Как обычно, он решил воспользоваться приёмом, приносившим ему победы в прошлом. В засадный отряд, который разместился в лесу слева от расположения франков, кроме Ангеррана с остатками его потрёпанной грифонами дружины князь определил и рыцарей из Буанотта, братьев Серлона и Роберта, с их тремя дюжинами конников.
Не успел назначенный командиром сеньор Ле Клапьера послать к князю вестового с сообщением о том, что всё в порядке и вверенные ему силы заняли надлежащую позицию, как выяснилось, что в порядке далеко не всё.
— Почему это вы тут распоряжаетесь? — спросил Серлон, старший из «рыцарей из Буанотта».
Вообще-то старшим он был только для Роберта. Их батюшка, имея весьма маленькое имение в Калабрии, оказался в то же время чрезвычайно плодовитым, и две жены его, каждая в свой черёд, дали жизнь шести сыновьям. Некоторые из двенадцати братьев умерли, самый старший из уцелевших унаследовал родительский бенефиций, остальные разбрелись по миру. Трое осели в Антиохии, из них двое погибли под Инабом с князем Раймундом, один отдал Богу душу в сражении ещё раньше.
Узнав о гибели братьев, самые младшие, ошивавшиеся среди безземельного рыцарства Сицилийского королевства, поспешили в Антиохию, очевидно полагая, что количество «рыцарей из Буанотта» там должно непременно поддерживаться на некоем стабильном уровне. Они получили денежные фьефы, которыми владели погибшие братья, что обязывало ленников нанимать за свой счёт определённую часть солдат.
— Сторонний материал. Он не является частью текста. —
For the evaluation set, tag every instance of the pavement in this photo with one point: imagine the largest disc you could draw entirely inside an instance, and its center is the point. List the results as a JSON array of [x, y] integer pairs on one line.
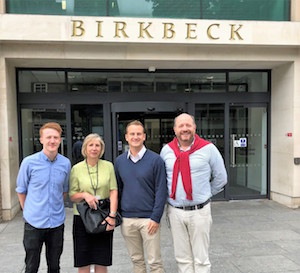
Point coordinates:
[[259, 236]]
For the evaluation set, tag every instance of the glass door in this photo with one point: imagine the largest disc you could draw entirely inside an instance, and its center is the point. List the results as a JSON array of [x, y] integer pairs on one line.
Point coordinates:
[[248, 151], [157, 117]]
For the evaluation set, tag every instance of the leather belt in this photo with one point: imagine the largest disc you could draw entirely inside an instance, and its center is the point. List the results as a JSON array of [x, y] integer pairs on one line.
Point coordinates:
[[194, 207]]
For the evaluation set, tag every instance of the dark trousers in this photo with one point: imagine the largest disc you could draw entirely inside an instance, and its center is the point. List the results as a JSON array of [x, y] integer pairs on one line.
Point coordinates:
[[34, 238]]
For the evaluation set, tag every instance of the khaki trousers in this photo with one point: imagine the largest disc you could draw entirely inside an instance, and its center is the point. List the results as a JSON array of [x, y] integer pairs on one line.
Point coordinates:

Кроме доблести, молодых людей, как слишком часто случалось среди рыцарей крови на самом разном уровне (от королевских братьев до отпрысков самых захудалых дворянских родов)[114]
, отличало ещё и необузданное безрассудство и неукротимое зазнайство. Особенно недолюбливали такие господа министериалов — выходцев из черни, то есть тех немногих, кто получил шпоры не по праву рождения, а за собственные заслуги на службе у сеньора. Поставив над ними Ангеррана, Ренольд допустил явную ошибку. Впрочем, храбрым братьям из Буанотта, кроме всех прочих «достоинств», была присуща так же и фантастическая глупость, доверить им командование засадным отрядом означало изначально погубить всё дело. Князь надеялся, что часа, который предстоит провести вместе калабрийцам и его бывшему оруженосцу, окажется недостаточно, чтобы братья могли устроить бузу. Он явно недооценил их или слишком понадеялся на благоразумие Ангеррана.Последний начал с того, что, не услышав в обращении своего имени, сделал вид, что вопрос вообще относился не к нему Однако Серлон повторил:
— Почему это вы распоряжаетесь тут?
— Вы забыли моё имя, шевалье Серлон де Буанотт? — спросил Ангерран.
— Что же это у вас за имя такое? — поинтересовался норманн. — Мессир Кроличья Нора? Так ведь, кажется, зовётся груда камней, которую вы именуете своим замком?
Ангерран продолжал внешне сохранять спокойствие, хотя ему от всей души хотелось залепить выскочке по физиономии.
— Мой замок, или груда камней, зовётся так с недавних пор. Раньше она называлась Калат Баланк, Белый Замок, но его сиятельству больше пришлось по душе теперешнее название.
— Его сиятельству? — многозначительно покивал Серлон. — Его сиятельству? Ах вон оно что!
— Его сиятельству князю Антиохии, — делая вид, что его совершенно не раздражает ёрнический тон собеседника, продолжал бывший оруженосец. —
— С какой это стати?! — перебил Ангеррана калабриец. — Настоящие рыцари бьются на поле сражения, а не отсиживаются в рощицах. Это на случай, если вы забыли, кто вы!